Sentiment on the dollar, meanwhile, remains “super bearish”. Still there is a growing risk of a sharp US dollar rally if the markets suddenly wake up to the reality that the global economy has not yet completely decoupled from the US consumer. “In this respect, the euro looks as extended a currency as any, though sterling is another obvious area of extreme vulnerability.”

Slowing growth in Euroland, in Wood’s view, is “surely inevitable, as also is ECB monetary easing”.

Still the slowdown will naturally bring to the fore simmering politician tensions in Euroland between the contrasting needs of Germany and the vulnerable consumer debt-driven economies like Spain and Ireland. Ultimately, monetary policy is likely to be run in the interests of the weakest constituents. This means aggressive rate cuts and a much weaker euro.

The key tactical point to note now is that buying the euro against the dollar is not a risk-free trade. A much better currency trade is to buy the Singapore dollar and sell the euro. Investors should also be aware of the potential short squeeze on the dollar as investors seek to buy back borrowed dollars.

And in his romp around the world, Wood alights on the bond market, where he describes action as “scarily deflationary”. This makes Wood even more wary of cyclicals geared to external demand in the context of an Asian-equity portfolio. It is also the case that where domestic cyclicals are owned, the place to own them in his view is primarily in India.

It remains a reality that Asia as an asset class is cyclical by nature, notes Wood.
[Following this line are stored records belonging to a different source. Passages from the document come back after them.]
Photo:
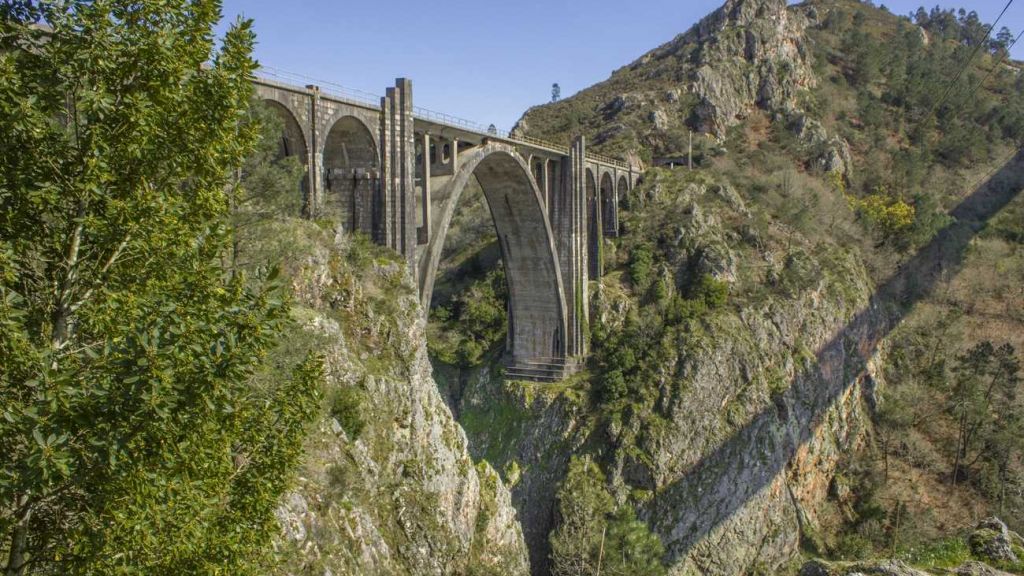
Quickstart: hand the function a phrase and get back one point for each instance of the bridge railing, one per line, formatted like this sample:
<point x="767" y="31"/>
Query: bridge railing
<point x="361" y="97"/>
<point x="330" y="89"/>
<point x="456" y="122"/>
<point x="607" y="160"/>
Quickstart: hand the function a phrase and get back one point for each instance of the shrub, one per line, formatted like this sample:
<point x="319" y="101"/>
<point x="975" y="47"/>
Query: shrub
<point x="347" y="408"/>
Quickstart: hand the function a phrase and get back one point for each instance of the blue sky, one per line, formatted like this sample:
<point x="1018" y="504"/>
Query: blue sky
<point x="485" y="60"/>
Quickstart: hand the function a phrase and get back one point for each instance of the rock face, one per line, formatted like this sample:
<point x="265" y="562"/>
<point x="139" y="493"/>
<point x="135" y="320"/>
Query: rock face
<point x="750" y="56"/>
<point x="387" y="486"/>
<point x="752" y="53"/>
<point x="974" y="568"/>
<point x="992" y="540"/>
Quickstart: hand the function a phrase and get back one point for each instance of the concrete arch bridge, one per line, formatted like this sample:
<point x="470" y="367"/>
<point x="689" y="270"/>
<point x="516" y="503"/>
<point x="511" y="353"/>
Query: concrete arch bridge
<point x="396" y="173"/>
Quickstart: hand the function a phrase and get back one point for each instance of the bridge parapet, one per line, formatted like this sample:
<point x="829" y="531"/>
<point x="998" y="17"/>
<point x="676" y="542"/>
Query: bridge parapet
<point x="395" y="172"/>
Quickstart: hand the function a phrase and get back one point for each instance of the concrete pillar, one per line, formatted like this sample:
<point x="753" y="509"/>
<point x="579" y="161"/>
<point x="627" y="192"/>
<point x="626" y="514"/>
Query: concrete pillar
<point x="547" y="183"/>
<point x="398" y="182"/>
<point x="423" y="233"/>
<point x="568" y="215"/>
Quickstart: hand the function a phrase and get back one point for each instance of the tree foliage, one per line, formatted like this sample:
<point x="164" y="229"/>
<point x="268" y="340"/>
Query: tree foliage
<point x="135" y="435"/>
<point x="594" y="535"/>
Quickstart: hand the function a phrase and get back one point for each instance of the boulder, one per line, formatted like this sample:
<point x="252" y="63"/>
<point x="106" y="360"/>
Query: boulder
<point x="974" y="568"/>
<point x="991" y="540"/>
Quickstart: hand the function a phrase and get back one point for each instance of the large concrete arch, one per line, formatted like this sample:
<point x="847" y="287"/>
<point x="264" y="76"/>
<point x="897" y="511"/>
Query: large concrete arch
<point x="351" y="182"/>
<point x="609" y="223"/>
<point x="537" y="295"/>
<point x="293" y="140"/>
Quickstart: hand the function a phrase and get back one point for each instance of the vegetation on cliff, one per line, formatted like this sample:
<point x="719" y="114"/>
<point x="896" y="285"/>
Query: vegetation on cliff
<point x="143" y="427"/>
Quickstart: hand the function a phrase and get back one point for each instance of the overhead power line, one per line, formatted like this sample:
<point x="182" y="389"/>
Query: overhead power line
<point x="996" y="66"/>
<point x="967" y="64"/>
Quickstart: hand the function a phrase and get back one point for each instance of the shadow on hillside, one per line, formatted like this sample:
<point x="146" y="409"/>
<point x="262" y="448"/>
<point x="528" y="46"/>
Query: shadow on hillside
<point x="722" y="482"/>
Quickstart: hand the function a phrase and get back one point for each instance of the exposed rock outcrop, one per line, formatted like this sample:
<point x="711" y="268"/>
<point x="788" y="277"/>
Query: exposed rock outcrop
<point x="387" y="486"/>
<point x="752" y="53"/>
<point x="884" y="568"/>
<point x="992" y="540"/>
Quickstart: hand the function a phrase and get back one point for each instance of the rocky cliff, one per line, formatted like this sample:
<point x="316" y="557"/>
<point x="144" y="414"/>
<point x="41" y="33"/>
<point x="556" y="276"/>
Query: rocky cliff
<point x="730" y="453"/>
<point x="386" y="486"/>
<point x="748" y="55"/>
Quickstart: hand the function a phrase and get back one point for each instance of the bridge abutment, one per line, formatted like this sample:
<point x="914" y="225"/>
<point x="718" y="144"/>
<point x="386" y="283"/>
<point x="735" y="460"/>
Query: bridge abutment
<point x="386" y="171"/>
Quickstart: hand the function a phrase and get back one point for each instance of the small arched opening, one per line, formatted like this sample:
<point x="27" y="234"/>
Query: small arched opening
<point x="292" y="144"/>
<point x="593" y="228"/>
<point x="351" y="178"/>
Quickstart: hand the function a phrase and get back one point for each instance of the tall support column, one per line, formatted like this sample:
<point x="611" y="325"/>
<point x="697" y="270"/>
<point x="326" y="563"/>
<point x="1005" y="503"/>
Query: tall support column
<point x="547" y="183"/>
<point x="423" y="234"/>
<point x="315" y="165"/>
<point x="398" y="178"/>
<point x="569" y="217"/>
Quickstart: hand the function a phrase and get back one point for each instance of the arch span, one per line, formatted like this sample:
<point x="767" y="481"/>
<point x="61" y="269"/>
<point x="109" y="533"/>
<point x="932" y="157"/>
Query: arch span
<point x="350" y="175"/>
<point x="293" y="141"/>
<point x="608" y="205"/>
<point x="537" y="295"/>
There will clearly be collateral damage in Asian markets if the American slowdown isas severe as suggested by the recent US bond-market rally. But the key long-term point to remember is that Asia and emerging markets will be the next bubble to form globally from the current Fed-easing cycle, which has much further to run. It would seem that 2 per cent is a good place to start for where the fed funds rate is ultimately going to end up in this easing cycle.